The move comes after the Philippines said it had exhausted diplomatic avenues and was seeking UN arbitration over the competing territorial claims.
Beijing accused the Philippines of illegally occupying the area.
Tensions between the two have been high since a stand-off at the Scarborough Shoal - which both claim - last year.
China claims a U-shaped swathe of the South China Sea; its claims overlap those of several South East Asian nations.
On Tuesday, the Philippines Foreign Secretary Albert del Rosario said Manila would take Beijing to an arbitration tribunal under the United Nations Convention on the Law of the Sea (UNCLOS), which both had signed.

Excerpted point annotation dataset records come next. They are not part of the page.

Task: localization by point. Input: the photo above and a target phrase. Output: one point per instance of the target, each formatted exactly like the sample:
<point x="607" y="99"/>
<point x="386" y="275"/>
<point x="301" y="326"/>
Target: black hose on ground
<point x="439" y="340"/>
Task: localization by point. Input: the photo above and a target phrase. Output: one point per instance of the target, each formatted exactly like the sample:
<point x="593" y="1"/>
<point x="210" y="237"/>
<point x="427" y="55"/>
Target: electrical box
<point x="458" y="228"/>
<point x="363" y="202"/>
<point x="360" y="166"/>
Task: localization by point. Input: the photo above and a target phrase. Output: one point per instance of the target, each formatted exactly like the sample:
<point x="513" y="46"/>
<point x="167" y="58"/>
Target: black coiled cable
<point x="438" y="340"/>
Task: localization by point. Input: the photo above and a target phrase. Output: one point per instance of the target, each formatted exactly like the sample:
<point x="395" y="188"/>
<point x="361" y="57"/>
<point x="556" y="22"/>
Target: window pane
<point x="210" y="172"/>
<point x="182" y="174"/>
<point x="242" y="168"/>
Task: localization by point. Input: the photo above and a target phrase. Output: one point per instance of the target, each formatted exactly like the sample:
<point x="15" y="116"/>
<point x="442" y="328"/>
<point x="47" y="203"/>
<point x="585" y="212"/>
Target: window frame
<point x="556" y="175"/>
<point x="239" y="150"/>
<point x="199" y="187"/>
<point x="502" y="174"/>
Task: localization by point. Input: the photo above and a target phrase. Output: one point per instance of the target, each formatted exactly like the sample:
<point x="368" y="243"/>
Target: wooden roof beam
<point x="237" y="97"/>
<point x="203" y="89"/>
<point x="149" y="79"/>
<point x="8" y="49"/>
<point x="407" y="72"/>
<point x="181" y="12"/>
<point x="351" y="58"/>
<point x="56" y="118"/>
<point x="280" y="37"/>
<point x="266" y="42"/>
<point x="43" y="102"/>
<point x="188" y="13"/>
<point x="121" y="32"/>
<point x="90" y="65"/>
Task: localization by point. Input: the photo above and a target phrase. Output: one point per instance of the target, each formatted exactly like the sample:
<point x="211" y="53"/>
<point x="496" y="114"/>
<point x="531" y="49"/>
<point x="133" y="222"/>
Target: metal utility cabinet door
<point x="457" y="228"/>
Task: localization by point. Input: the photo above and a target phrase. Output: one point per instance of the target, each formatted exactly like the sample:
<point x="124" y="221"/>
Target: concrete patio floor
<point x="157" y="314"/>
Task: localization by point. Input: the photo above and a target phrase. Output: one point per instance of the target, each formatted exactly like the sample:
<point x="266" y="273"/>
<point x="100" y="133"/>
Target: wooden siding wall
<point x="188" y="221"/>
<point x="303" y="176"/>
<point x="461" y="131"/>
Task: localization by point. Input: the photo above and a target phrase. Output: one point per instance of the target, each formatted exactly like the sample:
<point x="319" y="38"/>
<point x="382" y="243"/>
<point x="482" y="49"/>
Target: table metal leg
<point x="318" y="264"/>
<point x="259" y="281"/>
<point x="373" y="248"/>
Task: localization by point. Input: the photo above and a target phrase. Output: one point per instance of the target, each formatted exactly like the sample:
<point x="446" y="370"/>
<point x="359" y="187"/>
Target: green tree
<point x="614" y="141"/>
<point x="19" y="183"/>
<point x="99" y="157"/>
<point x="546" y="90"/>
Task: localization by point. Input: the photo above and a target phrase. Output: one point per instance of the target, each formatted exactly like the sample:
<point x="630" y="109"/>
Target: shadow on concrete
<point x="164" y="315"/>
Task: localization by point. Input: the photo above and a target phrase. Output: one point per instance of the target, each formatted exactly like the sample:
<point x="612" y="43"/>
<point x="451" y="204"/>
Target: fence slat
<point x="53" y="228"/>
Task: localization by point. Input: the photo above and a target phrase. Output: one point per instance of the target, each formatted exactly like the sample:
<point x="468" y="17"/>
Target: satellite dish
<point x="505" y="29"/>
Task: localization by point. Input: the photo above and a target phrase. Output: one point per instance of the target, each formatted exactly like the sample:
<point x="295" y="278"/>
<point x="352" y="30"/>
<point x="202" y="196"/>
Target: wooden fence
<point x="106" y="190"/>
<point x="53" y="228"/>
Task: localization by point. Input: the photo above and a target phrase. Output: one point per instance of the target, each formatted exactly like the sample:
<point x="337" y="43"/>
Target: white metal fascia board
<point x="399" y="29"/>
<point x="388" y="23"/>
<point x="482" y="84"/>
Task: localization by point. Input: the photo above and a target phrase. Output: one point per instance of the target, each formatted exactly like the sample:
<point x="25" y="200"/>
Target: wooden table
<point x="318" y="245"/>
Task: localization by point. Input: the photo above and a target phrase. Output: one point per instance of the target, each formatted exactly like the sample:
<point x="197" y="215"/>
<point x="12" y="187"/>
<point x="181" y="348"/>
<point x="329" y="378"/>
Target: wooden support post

UN Convention on the Law of the Sea
- Came into force in 1994 and has 164 signatories
- Aims to create stability, promote better management of ocean resources and address territorial disputes
- Sets territorial maritime limits to 12 nautical miles (22km/14 miles) and gives states exclusive exploitation rights over all natural resources within 200 nautical miles of shore
- Obliges all states to protect and preserve the marine environment
- States are obliged to accept outcome of arbitration rulings except where issues of sovereignty are at stake
In a statement, he said China had "interfered with the lawful exercise by the Philippines of its rights within its legitimate maritime zones" and that the Philippines wants the tribunal to declare China's so-called "nine-dash line" invalid.
On Wednesday, Chinese foreign ministry spokesman Hong Lei told journalists that China has "indisputable sovereignty over the South China Sea islands and adjacent waters, which has abundant historical and legal grounds".
"The key and root of the dispute over the South China Sea between China and the Philippines is territorial disputes caused by the Philippines' illegal occupation of some of the Chinese islets and atolls of the Spratly Islands," he said.
He said China had been "consistently working towards resolving the disputes through dialogue and negotiations to defend Sino-Philippine relations and regional peace and stability".
The row between Manila and Beijing has been rumbling since April 2012, when government vessels from both nations faced off for several weeks at the Scarborough Shoal.
Since then both the Philippines and Vietnam - which is in dispute with China over the Paracel islands - have sought to raise the issue through the Asean regional bloc, but claim Chinese pressure has forced the topic off the agenda.
China has in the past preferred to handle disputes on a bilateral level, rather than through regional groupings or international organisations.
In recent months Beijing has taken a more assertive posture on the issue, leaving ties with both the Philippines and Vietnam severely strained.
China's claim includes almost the entire South China Sea, well into what UNCLOS recognises as the 200-mile-from-shore Exclusive Economic Zones of other claimants.
As well as the Philippines and Vietnam, Brunei, Malaysia and Taiwan have overlapping claims.